According to Royden, the conclusion of Lusin Theorem is that:
(1) $f=g$ on $F$, where $g$ is a continuous function on $\mathbb{R}$.
However, according to Wikipedia, the conclusion of Lusin Theorem is:
(2) $f$ restricted to $F$ is continuous.
I have seen somewhere that (1) and (2) are different, e.g. $\chi_\mathbb{Q}$ restricted to $\mathbb{Q}$ is continuous, but $\chi_\mathbb{Q}$ is not equal to a continuous function $g$ on $\mathbb{R}$.
How do we resolve this paradox? Thanks.
Lusin's theorem contains the condition that $F$ be a closed set. That makes a difference.

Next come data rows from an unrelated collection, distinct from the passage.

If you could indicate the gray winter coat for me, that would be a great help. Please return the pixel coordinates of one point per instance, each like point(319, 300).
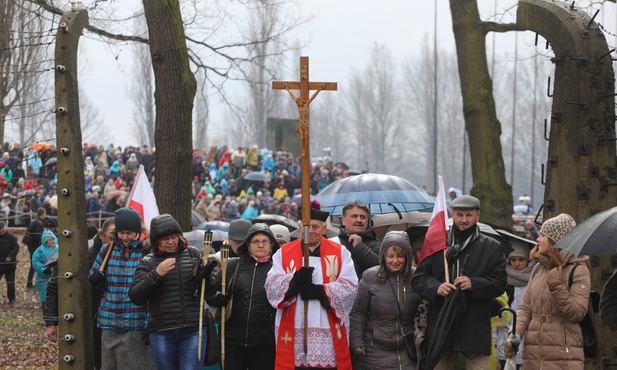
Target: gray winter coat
point(375, 322)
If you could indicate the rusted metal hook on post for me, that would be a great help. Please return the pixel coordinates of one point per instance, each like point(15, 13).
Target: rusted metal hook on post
point(592, 19)
point(599, 59)
point(583, 104)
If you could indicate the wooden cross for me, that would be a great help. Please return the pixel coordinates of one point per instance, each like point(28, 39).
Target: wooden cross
point(303, 101)
point(286, 338)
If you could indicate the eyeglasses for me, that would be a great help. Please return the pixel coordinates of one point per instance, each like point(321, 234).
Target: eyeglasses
point(258, 242)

In sufficiently nice spaces $X$ ($T_4$ or normal spaces, whichever is the weaker in the nomenclature in use), every continuous function $f \colon F \to \mathbb{R}$, where $F\subset X$ is closed, has a continuous extension $F \colon X \to \mathbb{R}$. This is Tietze's extension theorem.

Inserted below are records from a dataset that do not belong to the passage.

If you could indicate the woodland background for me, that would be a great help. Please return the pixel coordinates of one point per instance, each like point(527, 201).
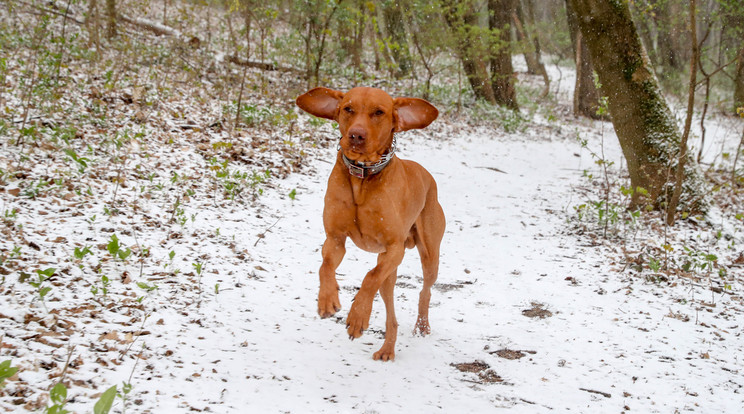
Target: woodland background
point(104, 102)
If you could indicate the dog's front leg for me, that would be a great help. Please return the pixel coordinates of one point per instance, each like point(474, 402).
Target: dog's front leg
point(333, 252)
point(387, 263)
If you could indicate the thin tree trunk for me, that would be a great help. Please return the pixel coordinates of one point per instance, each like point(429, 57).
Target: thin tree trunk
point(395, 25)
point(529, 21)
point(643, 122)
point(586, 95)
point(739, 81)
point(683, 156)
point(530, 57)
point(473, 63)
point(248, 22)
point(502, 72)
point(111, 19)
point(358, 43)
point(92, 23)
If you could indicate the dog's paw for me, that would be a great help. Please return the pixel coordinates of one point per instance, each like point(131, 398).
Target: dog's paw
point(328, 304)
point(386, 353)
point(358, 320)
point(422, 327)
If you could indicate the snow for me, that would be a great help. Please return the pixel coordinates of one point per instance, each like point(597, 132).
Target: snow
point(244, 335)
point(259, 345)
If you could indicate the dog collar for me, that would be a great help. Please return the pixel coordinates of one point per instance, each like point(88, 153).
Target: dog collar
point(364, 170)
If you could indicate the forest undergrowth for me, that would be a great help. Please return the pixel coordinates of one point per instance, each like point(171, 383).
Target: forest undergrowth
point(112, 151)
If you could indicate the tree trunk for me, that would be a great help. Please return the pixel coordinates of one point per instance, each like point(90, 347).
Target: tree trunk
point(530, 57)
point(586, 96)
point(461, 22)
point(642, 120)
point(502, 72)
point(247, 21)
point(739, 81)
point(358, 43)
point(111, 19)
point(92, 23)
point(670, 21)
point(396, 28)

All metric spaces are normal, so for a function $f \colon X \to \mathbb{R}$, where $X$ is a metric space, and a closed subset $F \subset X$, the two assertions
are equivalent.
Royden, it seems, considers only functions defined on (subsets of) $\mathbb{R}$ at that point.
The wikipedia formulation that the restriction of $f$ to $E$ is continuous holds for Radon measures on arbitrary Hausdorff spaces. Since arbitrary Hausdorff spaces can be quite complicated, it is not surprising that only a weaker assertion can be made in the most general setting. The wikipedia article mentions the - at least formally - stronger conclusion in case of local compactness, so the author is aware of its availability in favourable circumstances.